According to the 2018 Corruption Perceptions Index (CPI), released by Transparency International (TI) on Tuesday, Bosnia and Herzegovina is still ranked 89th out of the 180 countries assessed, sharing the position with Indonesia, Sri Lanka and Swaziland.
The ranking “reveals that the continued failure of most countries to significantly control corruption is contributing to a crisis of democracy around the world,” TI said.
The level of corruption in Bosnia was scored 38 on a 0 to 100 scale, whereby 0 represents the highest level of corruption, while 100 represents the lowest.
Corruption is a “comprehensive challenge” to the country, TI said, adding that the “complex legal and regulatory frameworks create opportunities for corruption.”
“Further, despite political figures and agencies increasingly voicing their concerns over the dangers presented by corruption, there has been limited activity or political will to combat the issue directly,” TI said.
The country’s score was 42 in 2012 and 2013, which means Bosnia slipped deeper into corruption since then, according to the assessment.
“Institutions are paralysed by corruption and don’t manage to realise the purpose of their existence, leaving the citizens in a situation in which they cannot achieve their basic human rights,” said the head of the steering board of TI in Bosnia, Srdjan Blagovcanin.
“The destructive consequences of corruption are manifested in the devastation of democratic standards and the lack of economic development,” he said, adding that those in power react to the “increasing dissatisfaction of citizens” with “repression.”
He exemplified that with the arrests of ‘Justice for David’ protesters, a group of citizens who are for months already demanding the truth behind the murder of a young man to be revealed and who are accusing authorities in that part of the country of hiding the murderers.

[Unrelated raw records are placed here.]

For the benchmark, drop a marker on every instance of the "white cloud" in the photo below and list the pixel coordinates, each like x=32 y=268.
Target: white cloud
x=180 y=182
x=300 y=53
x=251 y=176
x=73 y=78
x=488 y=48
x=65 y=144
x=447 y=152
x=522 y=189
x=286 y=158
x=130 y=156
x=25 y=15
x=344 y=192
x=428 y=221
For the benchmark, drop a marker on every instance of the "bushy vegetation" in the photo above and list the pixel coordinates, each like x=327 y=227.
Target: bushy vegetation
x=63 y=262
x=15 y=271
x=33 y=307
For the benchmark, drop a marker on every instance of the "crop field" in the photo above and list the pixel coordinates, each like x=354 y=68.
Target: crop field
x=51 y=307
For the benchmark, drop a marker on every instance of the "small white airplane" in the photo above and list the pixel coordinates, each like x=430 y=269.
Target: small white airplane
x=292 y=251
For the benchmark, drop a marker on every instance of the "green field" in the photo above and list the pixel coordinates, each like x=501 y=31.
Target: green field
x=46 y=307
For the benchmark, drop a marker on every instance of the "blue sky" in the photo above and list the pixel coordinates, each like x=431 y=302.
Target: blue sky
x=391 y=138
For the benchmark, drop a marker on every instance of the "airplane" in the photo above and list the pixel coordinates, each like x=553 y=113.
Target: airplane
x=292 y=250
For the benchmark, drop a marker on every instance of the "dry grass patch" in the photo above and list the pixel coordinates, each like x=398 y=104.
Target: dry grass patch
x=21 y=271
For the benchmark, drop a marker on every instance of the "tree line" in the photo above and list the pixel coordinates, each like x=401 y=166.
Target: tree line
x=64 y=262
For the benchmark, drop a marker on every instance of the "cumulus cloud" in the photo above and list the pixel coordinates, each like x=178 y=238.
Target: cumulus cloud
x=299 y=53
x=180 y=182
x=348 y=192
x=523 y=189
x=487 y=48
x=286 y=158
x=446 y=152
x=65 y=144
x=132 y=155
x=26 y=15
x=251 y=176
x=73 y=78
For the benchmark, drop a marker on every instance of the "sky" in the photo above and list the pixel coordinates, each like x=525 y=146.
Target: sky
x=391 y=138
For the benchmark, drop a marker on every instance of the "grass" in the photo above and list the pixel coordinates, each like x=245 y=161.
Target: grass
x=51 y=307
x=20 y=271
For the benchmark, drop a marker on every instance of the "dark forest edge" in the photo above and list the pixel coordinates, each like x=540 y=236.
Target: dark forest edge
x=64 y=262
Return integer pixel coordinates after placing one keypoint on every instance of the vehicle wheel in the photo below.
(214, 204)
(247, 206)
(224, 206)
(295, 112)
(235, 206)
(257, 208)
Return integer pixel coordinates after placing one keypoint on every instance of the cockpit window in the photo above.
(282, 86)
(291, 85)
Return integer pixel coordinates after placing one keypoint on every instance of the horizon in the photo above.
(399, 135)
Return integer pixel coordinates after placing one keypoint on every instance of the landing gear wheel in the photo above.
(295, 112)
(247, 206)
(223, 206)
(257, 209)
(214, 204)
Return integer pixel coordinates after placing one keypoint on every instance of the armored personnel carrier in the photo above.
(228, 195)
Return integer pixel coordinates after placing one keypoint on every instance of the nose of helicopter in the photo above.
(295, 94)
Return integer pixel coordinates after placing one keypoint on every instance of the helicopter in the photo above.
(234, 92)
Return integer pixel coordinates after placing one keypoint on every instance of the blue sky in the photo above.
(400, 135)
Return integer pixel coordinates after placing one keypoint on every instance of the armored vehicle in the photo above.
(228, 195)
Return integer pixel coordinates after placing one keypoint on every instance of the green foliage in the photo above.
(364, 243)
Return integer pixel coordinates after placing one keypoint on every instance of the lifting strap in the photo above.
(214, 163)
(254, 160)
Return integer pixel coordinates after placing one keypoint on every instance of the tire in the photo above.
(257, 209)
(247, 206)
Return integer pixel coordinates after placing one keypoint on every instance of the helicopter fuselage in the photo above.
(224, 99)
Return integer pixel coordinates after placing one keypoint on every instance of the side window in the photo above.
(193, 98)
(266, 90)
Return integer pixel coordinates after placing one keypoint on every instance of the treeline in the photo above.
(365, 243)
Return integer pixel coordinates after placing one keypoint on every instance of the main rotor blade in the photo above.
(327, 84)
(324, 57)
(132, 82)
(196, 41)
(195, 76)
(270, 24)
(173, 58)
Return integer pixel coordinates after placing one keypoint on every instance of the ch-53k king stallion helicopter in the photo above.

All regional countries have recorded negative trends, except for Macedonia, where the situation slightly improved throughout the past year.
Croatia was assessed as the least corrupt country in the region, as was the case previously.
Serbia slipped the most, as its score was 41 and now stands at 39.
Somalia, the last ranked country on the list, is scored with 10, while the least corrupt country is Denmark, 88, the assessment said.